Further, company CEO Tim Cook made some mostly vague comments around 5G. "With respect to 5G, I think it's -- we're in the early innings of its deployment on a global basis. We obviously couldn't be prouder of our lineup and are very excited about our pipeline as well and wouldn't trade our position for anybody," Cook said during his company's quarterly conference call with investors, in response to a question about how 5G might affect Apple's business, including its line of iPhones.
"Generally, I think it's important when you think about 5G to look around the world at the different deployment schedules. And some of those look very different perhaps than what you might be seeing here. And so, that's very important," he added, according to a transcript of his remarks from Seeking Alpha, in response to a question about whether 5G iPhones might be more expensive than 4G iPhones.
Cook, of course, does not talk about products that Apple hasn't yet publicly introduced.

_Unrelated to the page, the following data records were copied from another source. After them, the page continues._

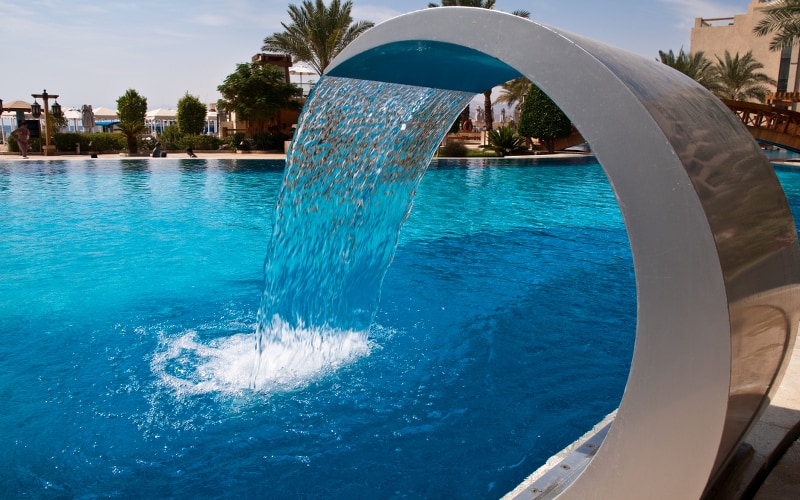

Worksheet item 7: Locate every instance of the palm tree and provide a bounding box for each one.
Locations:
[428,0,531,130]
[494,76,531,118]
[261,0,375,75]
[753,0,800,51]
[714,50,777,102]
[658,48,719,92]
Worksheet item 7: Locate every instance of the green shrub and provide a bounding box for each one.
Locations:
[481,125,528,156]
[48,132,127,153]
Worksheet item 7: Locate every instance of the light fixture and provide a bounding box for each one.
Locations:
[31,99,42,118]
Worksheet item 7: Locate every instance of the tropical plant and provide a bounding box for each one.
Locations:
[261,0,375,75]
[428,0,531,130]
[117,89,147,154]
[658,47,719,92]
[753,0,800,51]
[217,63,303,132]
[714,50,777,102]
[494,76,531,116]
[518,85,572,153]
[481,125,528,156]
[177,92,206,135]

But the company is widely expected to release iPhones this fall that will support 5G networks. Further, there's a good chance the company is at the very least considering adding 5G connections to other devices, including its laptops, watches, wireless headphones and tablets.
Thus, any commentary Cook may have on the topic of 5G is worth considering, given the major role that Apple in general and Cook specifically played in the development of 3G and 4G LTE technology. Indeed, Apple's iPhone, as well as other smartphones, generate the vast majority of traffic across such networks. Thus, wireless network operators moving from 4G to 5G are carefully watching how powerhouses like Apple and Samsung are handling their 5G strategies.

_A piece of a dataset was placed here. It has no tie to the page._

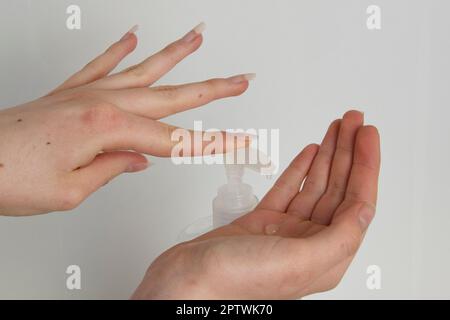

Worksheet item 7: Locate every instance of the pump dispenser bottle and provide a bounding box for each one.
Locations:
[213,164,258,228]
[177,149,274,241]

Finally, Apple in particular appears to be an important player to track in the space considering its increasingly solid financial footing. As noted by the Wall Street Journal, Apple in its most recent quarter reported better-than-expected growth across many of its business areas -- and the company's iPhone operation reversed the decline it reported a year ago.
And now, most analysts are expecting 5G to help supercharge Apple's sales. "The pending 5G cycle is still the biggest catalyst for Apple moving forward in our view," wrote the Wall Street analysts at research firm Jefferies in a note to investors following the release of Apple's earnings. "Our FY'21 iPhone unit estimate is now at 211m versus the consensus for 200m. We expect the 5G cycle to bring significant upgrade activity."

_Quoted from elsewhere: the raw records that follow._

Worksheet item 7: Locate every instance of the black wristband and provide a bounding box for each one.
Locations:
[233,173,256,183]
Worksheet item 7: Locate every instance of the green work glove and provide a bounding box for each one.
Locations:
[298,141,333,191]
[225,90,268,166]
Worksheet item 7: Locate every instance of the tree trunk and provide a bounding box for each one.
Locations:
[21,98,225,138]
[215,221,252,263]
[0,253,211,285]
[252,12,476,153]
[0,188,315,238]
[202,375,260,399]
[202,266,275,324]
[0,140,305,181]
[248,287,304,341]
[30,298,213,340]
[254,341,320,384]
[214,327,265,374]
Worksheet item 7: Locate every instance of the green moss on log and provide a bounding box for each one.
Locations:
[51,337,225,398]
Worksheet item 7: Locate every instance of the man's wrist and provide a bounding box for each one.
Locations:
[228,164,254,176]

Apple's anticipated entrance into the 5G field would definitely put pressure on the market's current suppliers. According to research firm Strategy Analytics, vendors shipped a total of 19 million 5G smartphones during 2019. China's Huawei leads the market with 37% share, while Korea's Samsung came in a close second with 36% share.
This year that number is expected to grow significantly. For example, Gartner forecasts that sales of 5G mobile phones will total 221 million units in 2020, accounting for fully 12% of all mobile phone sales. The firm said that, in 2021, that number will rise to 489 million units.
Indeed, just today Samsung announced a 5G variant of its Galaxy Tab S6 Android tablet, dubbed the Galaxy Tab S6 5G, for the Korean market, according to Android Central.